Mice were deeply anesthetized with isoflurane/pentobarbital and transcardially perfused with Phosphate Buffer Saline (PBS) followed by fixative (paraformaldehyde dissolved in PBS, 4% wt/vol), brains were extracted and sectioned into 70 μm thick coronal sections. Sections were washed three times in PBS between each of the following steps. Cell membranes were permeabilised and non-specific protein binding was blocked by incubation for 1 hour in PBS-triton (0.3%) and normal donkey serum (NDS, 10%). Next sections were incubated for 48 hours at 4°C in a solution of primary antibodies against GFP (used to recognize ChR2-eYFP; 1/500; Aves Labs #GFP-1020, www.aveslabs.com; Nacalai Tesque #GF090R/04404-84, www.nacalai.com)[34] and TH (for the DAT-IRES-Cre brain sections; 1/500; EDM Millipore #AB152, www.millipore.com; Abcam #ab76442, www.abcam.com)[35,36] or PV (for the PV-IRES-Cre brain sections; 1/4000; EDM Millipore #MAB1572, www.millipore.com), washed and then further incubated in a solution with corresponding secondary antibodies (raised in donkey) conjugated with DyLight488 (1/500; Jackson #703-485-155) or Alexa488 (1/500; Jackson #703-545-155; Invitrogen #A21208) and Cy3 (1/500; Jackson #711-165-152 and #703-165-155; 1/1000, Jackson #715-165-150). Both antibody solutions were diluted in PBS-triton (0.3%) and NDS (1%). Finally, sections were counterstained with DAPI (diluted 1:10000) for 20 minutes and mounted on glass slides using VectaShield (Vector Laboratories).
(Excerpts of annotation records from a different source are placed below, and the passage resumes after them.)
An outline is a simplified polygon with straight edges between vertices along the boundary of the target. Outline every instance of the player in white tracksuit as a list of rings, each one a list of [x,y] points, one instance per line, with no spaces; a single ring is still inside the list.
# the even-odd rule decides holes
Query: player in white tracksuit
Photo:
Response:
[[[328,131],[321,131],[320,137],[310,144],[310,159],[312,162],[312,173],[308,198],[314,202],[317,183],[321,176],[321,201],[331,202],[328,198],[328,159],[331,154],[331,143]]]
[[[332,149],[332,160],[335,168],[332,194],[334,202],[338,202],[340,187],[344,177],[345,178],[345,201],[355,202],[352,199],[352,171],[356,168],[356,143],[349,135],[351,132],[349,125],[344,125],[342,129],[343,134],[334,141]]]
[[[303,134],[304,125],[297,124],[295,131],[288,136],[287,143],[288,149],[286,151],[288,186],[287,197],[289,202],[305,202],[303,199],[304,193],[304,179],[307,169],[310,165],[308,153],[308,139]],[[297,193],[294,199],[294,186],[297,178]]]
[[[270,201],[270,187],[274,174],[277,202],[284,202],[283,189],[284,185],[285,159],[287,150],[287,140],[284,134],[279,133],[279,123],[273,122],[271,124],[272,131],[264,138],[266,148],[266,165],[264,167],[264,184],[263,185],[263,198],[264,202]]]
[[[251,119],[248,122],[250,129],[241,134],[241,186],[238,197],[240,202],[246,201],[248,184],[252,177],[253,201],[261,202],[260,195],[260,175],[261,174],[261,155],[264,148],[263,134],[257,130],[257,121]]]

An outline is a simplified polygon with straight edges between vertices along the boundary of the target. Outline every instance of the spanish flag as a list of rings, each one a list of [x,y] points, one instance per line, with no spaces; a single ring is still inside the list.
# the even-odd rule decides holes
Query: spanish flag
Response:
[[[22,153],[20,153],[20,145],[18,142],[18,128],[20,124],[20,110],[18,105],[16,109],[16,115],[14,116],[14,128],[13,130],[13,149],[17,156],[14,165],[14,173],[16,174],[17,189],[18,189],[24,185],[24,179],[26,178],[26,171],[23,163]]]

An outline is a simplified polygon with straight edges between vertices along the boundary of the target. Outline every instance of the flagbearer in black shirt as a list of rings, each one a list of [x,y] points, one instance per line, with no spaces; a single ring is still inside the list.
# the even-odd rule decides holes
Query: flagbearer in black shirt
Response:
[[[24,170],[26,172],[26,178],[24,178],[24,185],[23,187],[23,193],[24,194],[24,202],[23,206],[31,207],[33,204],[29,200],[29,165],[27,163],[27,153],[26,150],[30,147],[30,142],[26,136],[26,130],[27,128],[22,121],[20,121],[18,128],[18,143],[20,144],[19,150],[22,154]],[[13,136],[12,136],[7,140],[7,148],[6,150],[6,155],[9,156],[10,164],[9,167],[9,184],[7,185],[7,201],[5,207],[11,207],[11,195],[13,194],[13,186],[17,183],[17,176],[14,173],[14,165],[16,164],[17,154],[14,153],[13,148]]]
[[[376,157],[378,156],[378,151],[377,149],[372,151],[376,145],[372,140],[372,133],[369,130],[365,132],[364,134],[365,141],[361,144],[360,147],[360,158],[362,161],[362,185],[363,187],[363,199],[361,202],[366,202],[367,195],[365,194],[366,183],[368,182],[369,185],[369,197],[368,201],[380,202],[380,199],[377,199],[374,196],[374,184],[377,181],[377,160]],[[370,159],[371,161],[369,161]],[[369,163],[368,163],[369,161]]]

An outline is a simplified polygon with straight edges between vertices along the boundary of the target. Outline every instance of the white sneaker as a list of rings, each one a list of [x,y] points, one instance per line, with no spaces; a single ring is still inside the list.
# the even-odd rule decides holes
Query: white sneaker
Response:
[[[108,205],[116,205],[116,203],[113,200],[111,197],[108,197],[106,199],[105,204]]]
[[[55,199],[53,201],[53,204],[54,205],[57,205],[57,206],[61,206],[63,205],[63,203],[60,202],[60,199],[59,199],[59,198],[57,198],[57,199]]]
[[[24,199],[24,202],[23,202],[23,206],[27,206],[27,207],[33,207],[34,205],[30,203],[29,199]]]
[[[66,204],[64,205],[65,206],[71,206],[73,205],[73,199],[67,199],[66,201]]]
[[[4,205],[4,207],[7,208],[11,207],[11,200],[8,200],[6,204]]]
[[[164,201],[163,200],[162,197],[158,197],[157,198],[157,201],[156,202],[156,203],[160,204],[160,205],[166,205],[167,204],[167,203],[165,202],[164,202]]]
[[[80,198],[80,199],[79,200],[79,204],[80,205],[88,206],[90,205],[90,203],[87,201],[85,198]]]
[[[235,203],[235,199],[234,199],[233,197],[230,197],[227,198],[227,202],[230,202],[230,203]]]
Microscopic analyses and 3D reconstruction

The distribution of transfected axons across brain areas was consistent with the known distribution of dopaminergic fibers[37]. Specificity of virus transfection was quantified from both hemispheres of four bilaterally injected brains. Three consecutive sections centered on the injection coordinate (bregma −3.25) were selected[38]. An exhaustive tiled grid of 20 μm thick (0.8 μm step) z-stacks to span the VTA was acquired from the top of each section using an epifluorescence microscope (Imager.M2 with filter set 38 and a Plan-Neofluar 40×/1.3 objective, Zeiss). Only grid tiles which were deemed to be within the VTA regions (A10 cell groups)[39] were included in the counting. Greater than 900 cells were counted per brain. Three-dimensional reconstruction of transfected dCA1 axons was completed using the same microscope and Neurolucida software (MBF Bioscience). Published images were acquired using a confocal microscope (Imager.Z1 with LSM 710 scan head and Plan-Neofluar 5×/0.16, Plan-Apochromat 40×/1.3, 63×/1.4 or 100×/1.46 objective, Zeiss) in sequential scanning mode with the following excitation laser and emission filter wavelengths. DAPI: 405 nm, 409-499 nm; eYFP/DyLight488: 488 nm, 493-571 nm; Cy3: 543 nm, 566-729 nm. Acquisition and analysis were completed using ZEN 2008, v5.0 (Zeiss) and ImageJ (rsb.info.nih.gov) software. Z-stacks were flattened using maximum intensity projection.